Opponents say the cameras are fleecing motorists and may not always be accurate.

"It's absolutely criminal," said Oxon Hill business owner Will Foreman, who successfully contested three speeding tickets. "I think that the people involved with the [Forest Heights] traffic camera programs should be locked up on [racketeering] charges. You're laughing, but I called the FBI."

D.C. restaurateur Geoff Tracy hired a man to hold a sign warning motorists of a speed camera on Foxhall Road in Northwest after getting three tickets there.

It's that kind of citizen outrage that got traffic camera programs scrapped in Houston, Los Angeles and Albuquerque, N.M., over the last year. Other cities like Syracuse, N.Y., voted to ban the cameras before anyone even tried to install one.

No Washington jurisdiction that adopted the cameras has given them up. Cheverly switched contractors after a bike was cited for going 57 mph, but the city still uses the cameras.

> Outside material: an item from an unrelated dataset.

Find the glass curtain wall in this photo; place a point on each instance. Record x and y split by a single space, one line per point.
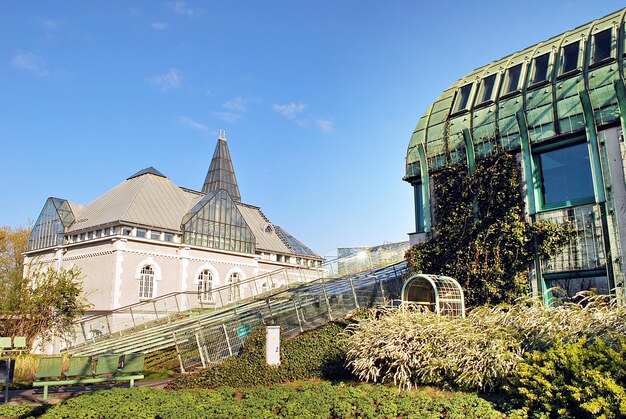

Opponents say it may just be a matter of time before "camera hotbeds" like the Washington region start reconsidering the proliferation of traffic cameras.

"Virtually any time the public gets to vote in it, the cameras go by the wayside," said John Bowman, spokesman for the anti-traffic-camera National Motorists Association. "It will take a lot of time and a lot of grassroots effort -- that's really going to be the key to it."